For example in this pdf https://bpb-ca-c1.wpmucdn.com/sites.uoguelph.ca/dist/8/175/files/2021/04/Fib_lin_alg.pdf
The author created a matrix from the output of Fibonacci sequence in group of $2$, and take $2$ of the group
Fibonacci sequence 0 1 1 2 3 5 8 13 21 34
Group of 2
fi 0 1 1 2 3
fi+1 1 1 2 3 5
Take first $2$ group, make it into matrix
0 1
1 1
And you can just multiply the matrix $n$ times to get $F(n)$.
Whats the intuitive explanation or proof of that?
Does that work with any recurrence sequence?
What topic or textbook should I read to learn more about this?
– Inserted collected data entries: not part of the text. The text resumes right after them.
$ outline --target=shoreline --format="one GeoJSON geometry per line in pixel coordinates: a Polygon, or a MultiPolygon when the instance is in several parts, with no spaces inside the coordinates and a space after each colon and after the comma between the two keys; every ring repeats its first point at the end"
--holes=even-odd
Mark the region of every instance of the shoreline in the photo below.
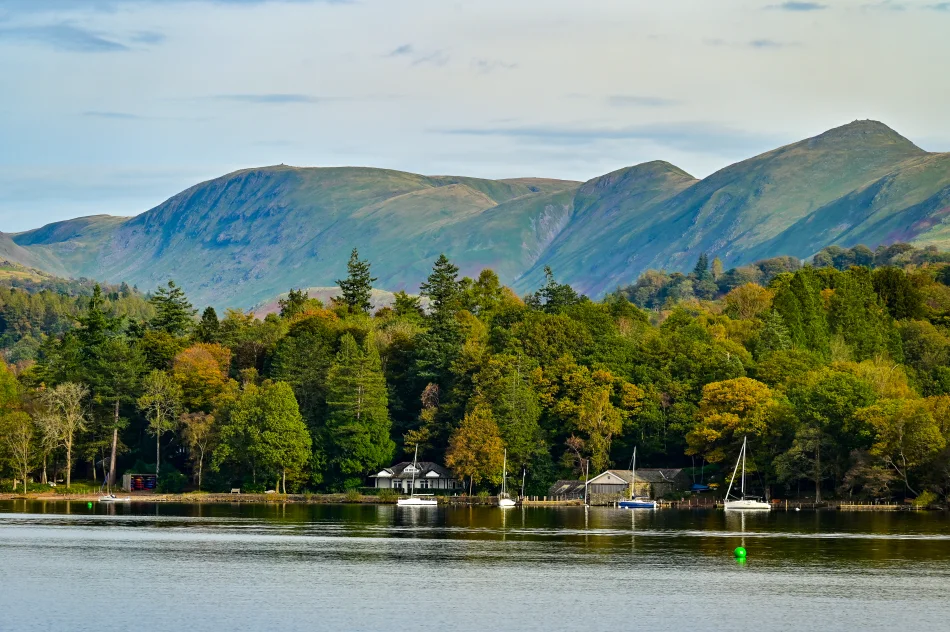
{"type": "MultiPolygon", "coordinates": [[[[0,493],[0,501],[41,501],[41,502],[99,502],[101,494],[63,494],[63,493],[32,493],[32,494],[14,494],[0,493]]],[[[178,503],[185,505],[201,504],[258,504],[258,505],[282,505],[282,504],[300,504],[300,505],[395,505],[396,498],[381,499],[379,496],[361,495],[358,497],[348,496],[347,494],[229,494],[229,493],[208,493],[208,492],[186,492],[181,494],[160,494],[160,493],[119,493],[117,498],[129,498],[133,503],[178,503]]],[[[488,496],[436,496],[439,506],[442,507],[471,507],[496,505],[495,497],[488,496]]],[[[125,504],[120,503],[120,504],[125,504]]],[[[550,508],[550,507],[583,507],[583,501],[580,500],[540,500],[526,498],[520,505],[521,507],[532,508],[550,508]]],[[[592,507],[612,507],[613,503],[598,503],[592,507]]],[[[660,509],[721,509],[716,503],[689,503],[683,501],[673,501],[661,503],[660,509]]],[[[773,511],[785,512],[796,510],[808,511],[946,511],[944,507],[915,507],[912,505],[898,504],[862,504],[843,501],[829,501],[816,505],[810,502],[789,501],[777,504],[772,508],[773,511]]]]}

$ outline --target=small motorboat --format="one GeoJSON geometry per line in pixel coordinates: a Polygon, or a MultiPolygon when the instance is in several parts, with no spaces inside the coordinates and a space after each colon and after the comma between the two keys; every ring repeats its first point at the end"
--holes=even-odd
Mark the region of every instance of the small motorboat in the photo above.
{"type": "Polygon", "coordinates": [[[101,503],[129,503],[132,502],[131,496],[116,496],[115,494],[106,494],[99,497],[101,503]]]}

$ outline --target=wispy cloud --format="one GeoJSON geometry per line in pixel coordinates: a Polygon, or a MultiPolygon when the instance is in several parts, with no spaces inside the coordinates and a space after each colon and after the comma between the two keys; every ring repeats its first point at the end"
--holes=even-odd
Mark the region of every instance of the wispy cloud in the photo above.
{"type": "Polygon", "coordinates": [[[140,31],[132,36],[132,41],[138,44],[161,44],[165,41],[165,34],[157,31],[140,31]]]}
{"type": "Polygon", "coordinates": [[[111,53],[129,50],[128,46],[111,36],[65,22],[45,26],[3,28],[0,29],[0,41],[4,39],[36,42],[74,53],[111,53]]]}
{"type": "Polygon", "coordinates": [[[480,73],[488,74],[497,70],[514,70],[518,67],[515,62],[501,61],[500,59],[473,59],[472,67],[480,73]]]}
{"type": "Polygon", "coordinates": [[[778,9],[780,11],[823,11],[828,8],[827,4],[817,2],[782,2],[781,4],[770,4],[766,9],[778,9]]]}
{"type": "Polygon", "coordinates": [[[412,44],[403,44],[386,53],[386,57],[404,57],[406,55],[412,55],[413,52],[412,44]]]}
{"type": "Polygon", "coordinates": [[[233,101],[235,103],[255,103],[258,105],[287,105],[294,103],[322,103],[336,101],[339,97],[316,97],[310,94],[293,94],[283,92],[261,94],[215,94],[211,97],[217,101],[233,101]]]}
{"type": "Polygon", "coordinates": [[[779,42],[773,39],[756,39],[748,43],[750,48],[769,49],[769,48],[793,48],[800,46],[798,42],[779,42]]]}
{"type": "Polygon", "coordinates": [[[869,2],[861,5],[862,9],[868,11],[906,11],[908,5],[906,2],[897,2],[895,0],[883,0],[883,2],[869,2]]]}
{"type": "Polygon", "coordinates": [[[434,50],[431,53],[420,55],[412,60],[413,66],[422,66],[431,64],[433,66],[444,66],[449,63],[449,55],[444,50],[434,50]]]}
{"type": "Polygon", "coordinates": [[[782,42],[769,39],[767,37],[750,40],[748,42],[729,42],[724,39],[706,39],[703,40],[706,46],[715,46],[722,48],[753,48],[756,50],[778,50],[780,48],[797,48],[801,42],[782,42]]]}
{"type": "Polygon", "coordinates": [[[113,119],[117,121],[137,121],[144,118],[138,114],[130,114],[128,112],[110,112],[108,110],[88,110],[83,112],[82,115],[88,116],[89,118],[113,119]]]}
{"type": "Polygon", "coordinates": [[[61,11],[113,13],[120,6],[168,5],[175,2],[254,6],[261,4],[355,4],[356,0],[2,0],[2,8],[10,13],[58,13],[61,11]]]}
{"type": "Polygon", "coordinates": [[[708,122],[665,123],[628,127],[521,126],[460,127],[431,130],[459,136],[497,136],[549,145],[588,145],[603,141],[640,140],[682,151],[712,154],[763,151],[781,144],[771,134],[744,132],[708,122]]]}
{"type": "Polygon", "coordinates": [[[405,58],[409,60],[411,66],[422,66],[424,64],[444,66],[449,63],[449,55],[444,50],[420,51],[412,44],[397,46],[383,55],[383,57],[405,58]]]}
{"type": "Polygon", "coordinates": [[[631,94],[614,94],[607,97],[607,104],[614,107],[665,108],[678,105],[679,101],[664,97],[631,94]]]}
{"type": "Polygon", "coordinates": [[[950,2],[938,2],[937,4],[928,4],[924,8],[930,9],[931,11],[945,11],[947,13],[950,13],[950,2]]]}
Suppose you were generating the Fibonnaci sequence term-by-term. Consider the ordered pair $(x,y)$ where $x$ is the "current" Fibonacci number and $y$ is the "previous" Fibonacci number. Then the task of generating the next Fibonnaci number amounts to the transformation $$ x\mapsto x+y,\quad y\mapsto x$$ That is, we update the "current" Fibonnaci number and reassign $x$ as the previous one. But this is a linear transformation on $(x,y)$, which the matrix given in the problem implements.
This works more generally for an $n$th-order linear recurrence: If you start with one term in the sequence along with the previous $n-1$ terms, then the transformation which "updates" this set of $n$ values is a linear transformation and hence can be implemented using a matrix.